Selasa, 03 April 2012

SAYAPUN TAK SETUJU, TAPI ITULAH KONSEKWENSI

Belakangan ini Negri ini begitu heboh dengan isu kenaikan BBM (Bahan Bakar Minyak).. Sebagian besar kalangan jelas menentang hal ini. Tentu saja, begitu BBM naik, maka semua bahan kebutuhan, tarif transportasi umum, serta biaya pendidikan akan ikut-ikutan naik. Jelas, tak ada yang setuju akan hal itu bukan? Ketika harga BBM masih rendah saja sudah jutaan rakyat Negeri ini terlantar dan miskin, apalagi kalau harga BBM naik? tak tega aku membayangkan. Mungkin julah angka kemiskinan Negri ini akan terus melaju bak roket.
Tak heran beragam reaksi penolakan dari berbagai kalangan muncul dimana-mana. Mulai dari elemen mahasiswa, buruh, dan lainnya. Banyak buruh melakukan aksi, mereka menyuarakan aspirasi mereka. Mereka mengadu kepada wakil mereka yang intinya "hidup kami sudah susah, tolong jangan buat hidup kami tambah susah". Sungguh isronis sekali. Sedangkan para mahasiswa melakukan aksi di latar belakangi oleh beberapa faktor, selain mereka merasa bahwa keputusan itu juga akan menyensarakan mereka sendiri, sebagai agen of change jiwa mereka terpanggil untuk membela rakyat miskin seluruh Indonesia. Sebagai mahasiswa pula, aku juga sependapat dengan mereka, tetapi sudah benarkah cara mereka? who knows?

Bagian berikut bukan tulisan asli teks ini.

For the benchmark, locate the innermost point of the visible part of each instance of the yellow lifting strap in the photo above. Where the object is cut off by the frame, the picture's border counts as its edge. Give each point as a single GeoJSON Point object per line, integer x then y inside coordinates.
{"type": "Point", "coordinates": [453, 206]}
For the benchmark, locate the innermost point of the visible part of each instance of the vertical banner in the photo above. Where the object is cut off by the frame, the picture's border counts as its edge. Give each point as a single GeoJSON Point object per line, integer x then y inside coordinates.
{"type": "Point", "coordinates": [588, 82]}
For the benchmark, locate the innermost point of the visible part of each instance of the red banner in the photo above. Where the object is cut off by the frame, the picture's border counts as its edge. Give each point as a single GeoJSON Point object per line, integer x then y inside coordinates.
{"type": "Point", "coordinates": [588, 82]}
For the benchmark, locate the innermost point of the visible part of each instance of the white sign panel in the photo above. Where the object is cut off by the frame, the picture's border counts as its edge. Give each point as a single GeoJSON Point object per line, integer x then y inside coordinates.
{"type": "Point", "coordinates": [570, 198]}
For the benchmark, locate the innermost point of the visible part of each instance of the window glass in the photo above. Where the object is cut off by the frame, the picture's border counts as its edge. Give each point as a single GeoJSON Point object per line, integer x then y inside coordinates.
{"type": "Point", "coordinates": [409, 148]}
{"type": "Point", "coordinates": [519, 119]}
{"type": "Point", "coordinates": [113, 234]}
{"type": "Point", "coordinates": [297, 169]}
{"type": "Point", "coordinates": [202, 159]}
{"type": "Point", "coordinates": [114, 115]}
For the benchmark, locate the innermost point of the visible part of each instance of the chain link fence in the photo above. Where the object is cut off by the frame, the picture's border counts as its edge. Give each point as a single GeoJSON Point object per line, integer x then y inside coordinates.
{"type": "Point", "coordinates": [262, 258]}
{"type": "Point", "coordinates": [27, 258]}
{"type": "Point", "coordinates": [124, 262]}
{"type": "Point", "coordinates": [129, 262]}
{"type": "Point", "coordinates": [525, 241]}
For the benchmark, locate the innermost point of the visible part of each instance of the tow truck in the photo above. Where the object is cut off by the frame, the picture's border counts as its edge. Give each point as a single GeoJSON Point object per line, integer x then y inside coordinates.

Dari berita-berita yang aku lihat, berbagai aksi yang dijalankan paca changers ini sungguh "menarik". Pengrusakan, pembakaran dan kerusuhan  mereka lakukan dimana-mana, sungguh kreatif sekali. Tetapi, terlepas dari semua yang dilakukan para mahasiswa ini tetaplah rakyat kecil yang jadi korban, Bagaimana tidak, akibat kerusuhan yang mereka lakukan, orang-orang malah resah untuk melakukan aktifitas, jalan-jalan utama macet bahkan di tutup sehingga para sopir angkut, sopir b us bahkan yang lain tak bisa mencari naafkah. Kalau sudah begitu apakah yang mereka lakukan itu hanya menambah kesusahan yang dialami rakyat? Sadarlah Boy, kita sudah dewasa. Membela itu perlu tapi bukan begini caranya... Dewasalah sedikit,
Menurut pemerintah, kenaikan BBM tak mungkin bisa dihindari lagi. Akupun juga sependapat, ya mau gimana lagi itu adalah sebuah konsekwensi kok!. Menurut Bapak wakil presiden kita Boediono mengnalogikan hal ini dengan perumpamaan yang bisa masuk di akal. Beliau menjelaskan ibarat BBM bersubsidi adalah sebuah bejana yang memiliki kran. Kran ini ibarat penghubung ke rakyat yang membutuhkan. Tetapi Boediono menggambarkan kran itu dengan banyak lubang. Lubang inilah analogi hilangnya BBM selama proses pendistribusian ke rakyat, misalkan di selundup, hilang di laut, hingga jatuhnya BBM itu ke tangan yang salah. Sehingga banyak sekali BBM bersubsidi yang jatuh ke tangan yang salah, sehingga menurut beliau langkah yang benar yang harus dilakukan adalah mengurangi insentif.
Tetapi sebenarnya masalah yang paling besar yang mengakibatkan keadaan ini terjadi adalah terlalu konsumtif semua manusia ddi dunia ini akan BBM. Jikalau semua manusia, khusunya manusia yang hidup di negara berkembang lebih bijak sedikit dalam menggunakan BBM, maka minyak takkan cepat naik dan harga minyak dunia tak cepat melambung tinggi. Andai saja kita lebih suka menaiki sepeda pancal ketika berangkat ke sekolah/kampus maka kebutuhan BBM-pun tak seheboh ini, andai kita lebih suka kendaraan umum maka kemacetan dan polusi tak semenyeramkan sekarang.
Bagiku, tak perlu menyalahkan siapapun akan terjadinya hal ini. Bagiku, kalaupun BBM naik, itu bukan salah pemerintah tapi itu adalah konsekwensi bagi kita karena telah memeras minyak dunia habis-habisan. Mulai dari sekarang, marilah kita lebih menyayangi bumi kita ini, kasihan dia... sekarang dia sedang sekarat karena kita sudah tak pernah memperdulikannya, kita hanya memperdulikan hidup kita saja, kita lupa kalau kita itu hidup di bumi. Sekarang saatnya berterimakasih kepadanya dengan menggunakan semua sumber yang dia punya termasuk BBM dengan lebih bijak dan lebih hemat.